As I ate the rest of my pie I tried to work out where I’d live and what I’d do if I lost my job, and how I’d find enough food to give Lash — and I’d soon constructed an entirely plausible future which saw me sleeping on the cobbles beside the Priory gatehouse covered up in waste-paper I’d stolen from Cramplock’s garbage cans — until suddenly the word “Calcutta” woke me up.
“Yes, Maaster Mog’s quite the mysterious one this morning, ain’t you Maaster Mog?” Tassie was leaning over her bar, chatting to the effusive Bob. “Asking me all sorts of questions about Calcutta and the South Pole, you’d think I was a schoolmaster to be inquired of!”
“Questions about Calcutta?” queried Bob. “Why, that’s a funny thing, Mog, because that’s exactly where this came from.” And he produced from his inside pocket a very large silk handkerchief in an exotic pink and orange pattern, with gold thread running in an ornate trace around the edge. “Thought I might find a likely buyer for this,” he said. “Keep me in beer for the evenin’. Eh?”
“That came from Calcutta?” I asked, intrigued.
“Off an East Indiaman who came home last night,” Bob replied, “straight from the Orient, full of riches to dazzle the worldliest of us!

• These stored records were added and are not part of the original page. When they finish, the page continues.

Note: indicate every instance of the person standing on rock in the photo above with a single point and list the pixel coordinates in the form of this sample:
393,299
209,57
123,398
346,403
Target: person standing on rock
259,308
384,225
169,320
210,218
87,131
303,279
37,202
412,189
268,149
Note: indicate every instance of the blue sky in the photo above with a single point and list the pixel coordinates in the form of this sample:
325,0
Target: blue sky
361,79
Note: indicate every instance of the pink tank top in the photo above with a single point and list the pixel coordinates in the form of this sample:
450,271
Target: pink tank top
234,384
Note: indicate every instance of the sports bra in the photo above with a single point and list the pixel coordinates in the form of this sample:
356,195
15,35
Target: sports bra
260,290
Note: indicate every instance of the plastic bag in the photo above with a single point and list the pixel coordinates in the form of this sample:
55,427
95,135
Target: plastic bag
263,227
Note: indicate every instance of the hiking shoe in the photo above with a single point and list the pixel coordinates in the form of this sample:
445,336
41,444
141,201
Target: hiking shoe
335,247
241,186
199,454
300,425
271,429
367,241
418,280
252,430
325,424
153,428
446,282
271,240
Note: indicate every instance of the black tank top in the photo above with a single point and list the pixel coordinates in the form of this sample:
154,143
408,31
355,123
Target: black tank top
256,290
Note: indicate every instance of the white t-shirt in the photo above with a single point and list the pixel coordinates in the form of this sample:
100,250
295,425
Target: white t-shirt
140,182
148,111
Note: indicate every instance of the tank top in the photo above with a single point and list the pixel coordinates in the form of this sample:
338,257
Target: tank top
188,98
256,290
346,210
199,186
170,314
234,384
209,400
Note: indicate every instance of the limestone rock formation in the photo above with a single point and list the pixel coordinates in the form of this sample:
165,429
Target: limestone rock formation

And I can offer this little square of the mystic East —“ he was getting into his stride and waving the handkerchief around at the
amused crowd, ”— silk of a quality you never seen, for a song, to the highest bidder. Direct from the hold of the Sun of Calcutta, and unloaded not two hours since. Picture this fine silk softly stroking the neck of a Maharaja’s beautiful daughter.” He put it to his nostrils. “Mmmm! Still richly scented with her heavenly perfume!” There was a ripple of interest among the other customers. He was good at this. “And now, here it is,” he continued, “available to anyone with the wherewithal, to adorn themselves like a true princess!”
But I wasn’t listening to Bob’s eloquent salesmanship. I’d latched onto one specific part of his patter, and I wanted to know more. “The Sun of Calcutta,” I said, “it’s a ship, then, is it?”

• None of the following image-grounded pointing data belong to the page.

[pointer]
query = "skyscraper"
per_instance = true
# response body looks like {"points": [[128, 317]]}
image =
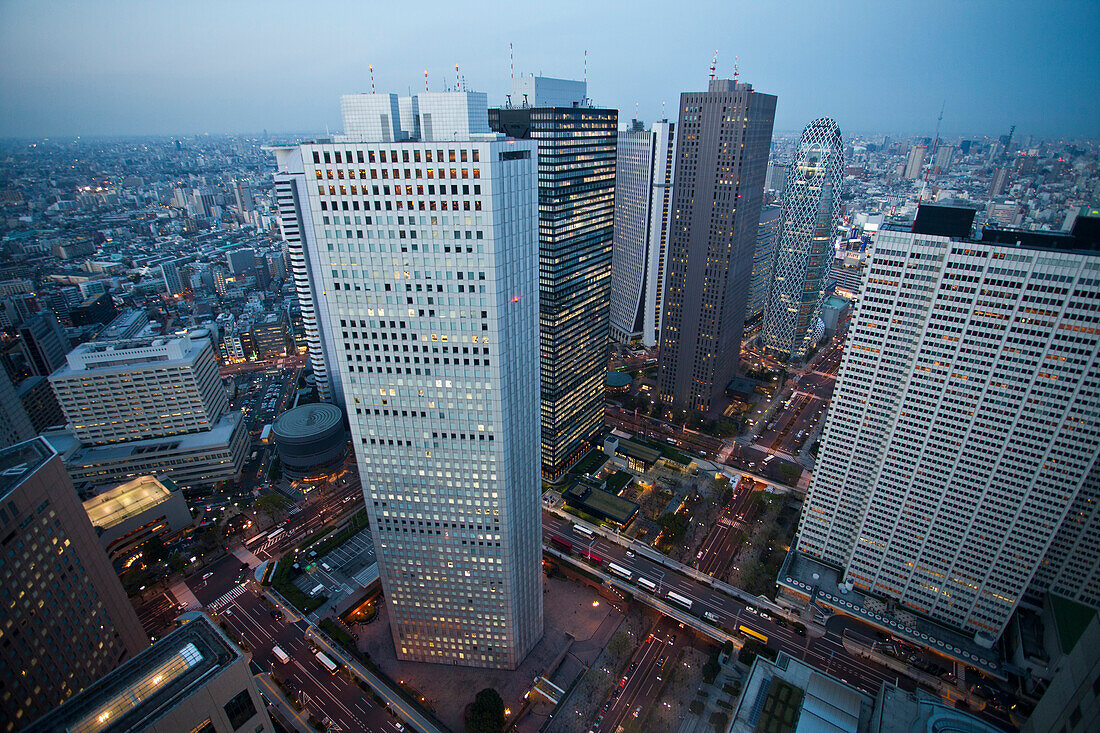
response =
{"points": [[811, 214], [763, 264], [426, 251], [958, 469], [722, 160], [66, 621], [172, 282], [915, 162], [642, 194], [297, 230], [576, 217]]}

“She certainly is, and a finer one you won’t find in the whole port of London,” Bob enthused. “Laden with the gifts of the Orient!”
“Where is it? Where can I find it?”
“Where can you find it?” he repeated. “Where can you find it?” He turned to the little crowd and waved a hand towards me, inviting them to share the joke. “He wants to know where he can find the Sun of Calcutta!” he said, and laughed aloud. “Where d’you find any new-returned East Indiaman, young Mog? In the dock, that’s where — and I don’t mean the kind of dock your escaped convict makes it his habit to stand in!”

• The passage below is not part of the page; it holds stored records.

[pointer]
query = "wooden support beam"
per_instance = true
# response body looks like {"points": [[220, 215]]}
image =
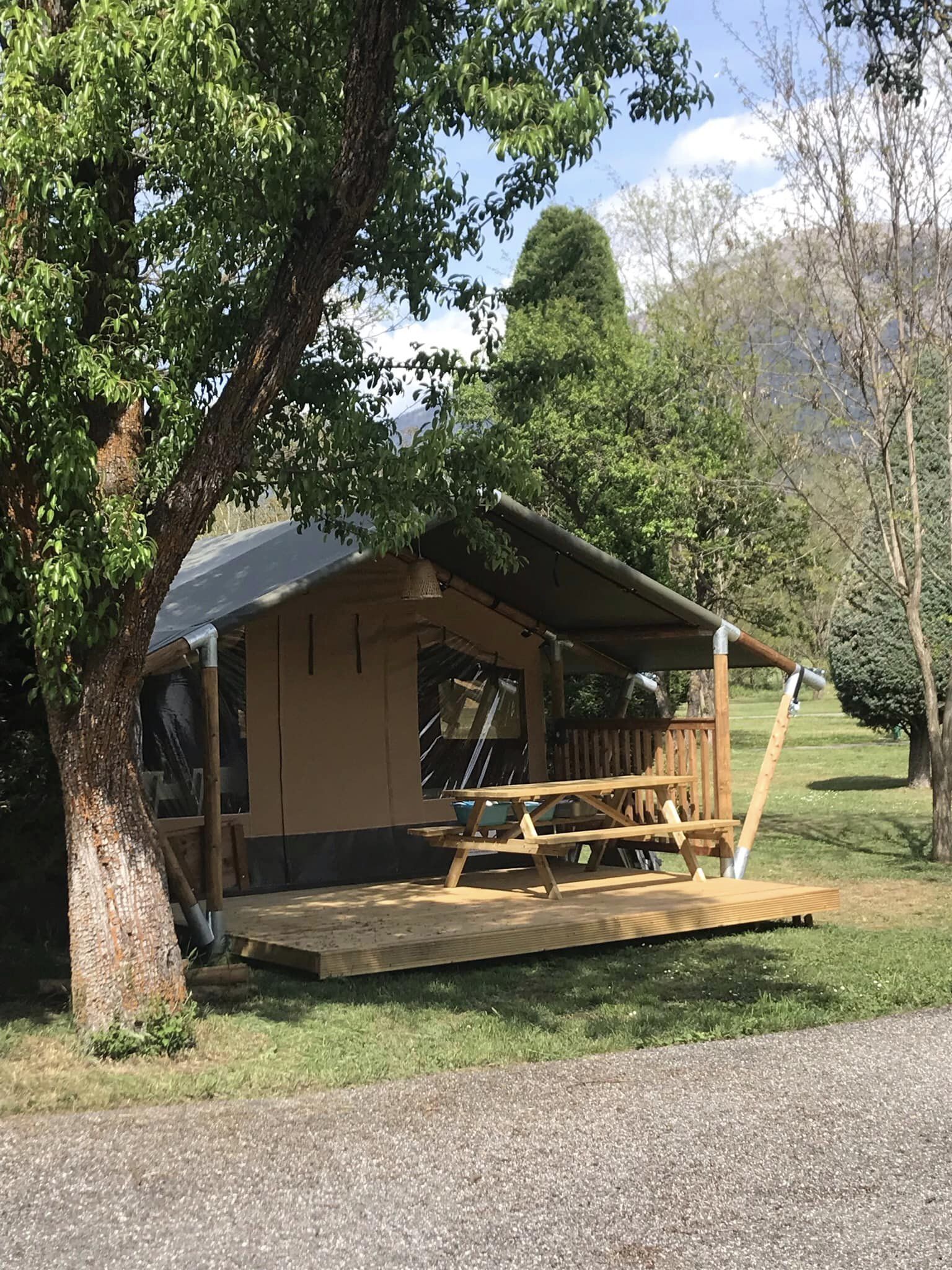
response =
{"points": [[211, 801], [668, 630], [770, 654], [724, 801], [558, 682], [169, 658], [778, 733]]}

Clattering and screeching like the noise of hell itself, the wheels of a hundred carts and carriages mingling with shouting voices and the screaming of wheeling seagulls filled the hot air above the London docks. I fought my way along the riverside, holding tight to Lash’s lead; dodging horses’ hooves, avoiding persistent costermongers trying to get me to buy fruit from their untidily laden barrows; and pushing with difficulty between the heavy coats of gentlemen and tradesmen who thronged the dirty streets. The heat was almost unbearable, the horses whinnying in frustration at the crush. Everyone was sweating. The further I went, the more like a foreign country it seemed, with sailors from overseas laughing and gathering in the doorways of inns and shops, Jewish men in black coats and hats, men carrying things and shouting at the crowd to part and let them through, everyone babbling in foreign languages, arguing and fighting with one another. Every now and again I stopped to ask someone if they knew where I might find the Sun of Calcutta; and every time, if they knew at all, they’d point me further east, towards Wapping and Shadwell.